(1 mom + 1 dad + 4 girls + 1 boy) x (4 homeschoolers + 1 toddler with Trisomy 21) ÷ (2 bedrooms + 1 bathroom) = Emily¹s life in New York City
When Emily Orton is not putting her teaching degree to good use, Emily can be found learning something new, hanging out with friends, contemplating exercise, de-cluttering, reliving the recent U2 concert in her head, or blogging about education, Down syndrome and other stuff. She cherishes late night chats with her husband, Erik, who loves to talk almost as much as she does. Night owl Emily temporarily kept morning hours to train for a marathon in 2008. Her family cheered her on through the entire process just as they do in everything.
I've been reading about motherhood. Women are deciding what it means to them; what value maternity holds for them, for their families, for society. Women are changing to accommodate children entering their lives, their children's increasing independence or children departing on their own adventures. We are defining the relationship with our kids. Who am I in this relationship? What is my role? What if I change myself or my role changes? The dynamics of important relationships always affect us. In the best scenarios they draw us closer to ourselves.
Even before birth, every baby girl is endowed with the physical potential for motherhood in the form of millions of eggs. This is a physical symmetry to the emotional connection I’ve always had with my children. As a little girl I made choices based on the possibility that I would one day be somebody's mother. I would save a special dress, sweater or toy for my future sons and daughters. I thought of them as I kept journals.
Bearing in mind my future role as a mother often helped me make wiser decisions than I might have if I had only considered my teenage self. The mere prospect of children was one of the empowering factors that strengthened me to break a bulimic addiction. Reflecting on what kind of person I wanted my future children to have as a mother motivated me to move in that direction. What if I didn't marry? What if I didn't have children? Regardless, the potential informed my choices.

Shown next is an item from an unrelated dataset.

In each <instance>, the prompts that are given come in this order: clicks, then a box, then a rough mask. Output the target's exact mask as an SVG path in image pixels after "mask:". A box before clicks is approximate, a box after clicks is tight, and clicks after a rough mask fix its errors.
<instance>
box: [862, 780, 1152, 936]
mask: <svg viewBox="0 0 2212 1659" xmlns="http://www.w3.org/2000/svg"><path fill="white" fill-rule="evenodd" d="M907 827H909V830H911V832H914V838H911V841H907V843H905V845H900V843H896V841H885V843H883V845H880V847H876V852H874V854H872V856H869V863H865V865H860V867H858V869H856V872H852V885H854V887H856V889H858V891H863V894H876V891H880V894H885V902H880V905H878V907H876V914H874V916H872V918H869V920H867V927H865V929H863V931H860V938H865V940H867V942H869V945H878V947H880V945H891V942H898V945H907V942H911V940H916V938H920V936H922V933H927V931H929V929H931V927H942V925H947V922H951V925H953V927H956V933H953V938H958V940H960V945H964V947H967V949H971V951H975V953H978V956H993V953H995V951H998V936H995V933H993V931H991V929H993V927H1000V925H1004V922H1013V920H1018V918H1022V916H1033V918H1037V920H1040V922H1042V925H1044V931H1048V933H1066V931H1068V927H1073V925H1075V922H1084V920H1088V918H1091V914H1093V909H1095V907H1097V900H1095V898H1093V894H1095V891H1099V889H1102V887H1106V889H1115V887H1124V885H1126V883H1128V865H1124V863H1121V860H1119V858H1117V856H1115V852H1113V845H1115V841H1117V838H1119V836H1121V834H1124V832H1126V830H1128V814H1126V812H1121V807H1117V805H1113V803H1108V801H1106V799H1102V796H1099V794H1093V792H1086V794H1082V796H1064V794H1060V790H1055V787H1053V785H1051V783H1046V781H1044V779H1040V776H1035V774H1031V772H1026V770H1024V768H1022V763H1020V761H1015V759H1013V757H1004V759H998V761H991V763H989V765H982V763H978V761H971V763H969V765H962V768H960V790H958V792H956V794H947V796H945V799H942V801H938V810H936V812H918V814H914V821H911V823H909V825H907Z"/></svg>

I did marry and now have five children who coax me forward. For example, I was never the type to ask to hold somebody's baby. Having my own children has given me ample opportunity to practice snuggles, hugs, kisses, tender names and compassion. One day I was dropping my daughter off in her second grade classroom and I noticed a little boy crying. I approached him and asked him what was wrong. In no time, he had wrapped his arms around me and was crying into my stomach. I ran my hands over his little shaved head and whispered, “There, there.” I knew his parents had recently divorced. My heart was breaking for this little boy. At the same time I was amazed that I had grown from being physically aloof to comfortably nurturing a stranger's child. The same could be said for becoming more organized, more ambitious, more politically active, healthier, more grateful, and any other legacy
I hope to leave my children.
Motherhood provides opportunities and incentive for me to become the woman that I hope to be one day. There is precious little that could consistently inspire me to push the boundaries of my comfort zone, but my children do. We give up so much to mother, but isn't there also much that we get?
In other words, there is much that is given up, but, as Emily points out, there is a big ‘get'. What is the ‘get' for you?
What is it about your individual children that inspires you? What if you were to write out a tribute, as Emily has done, for a Christmas present?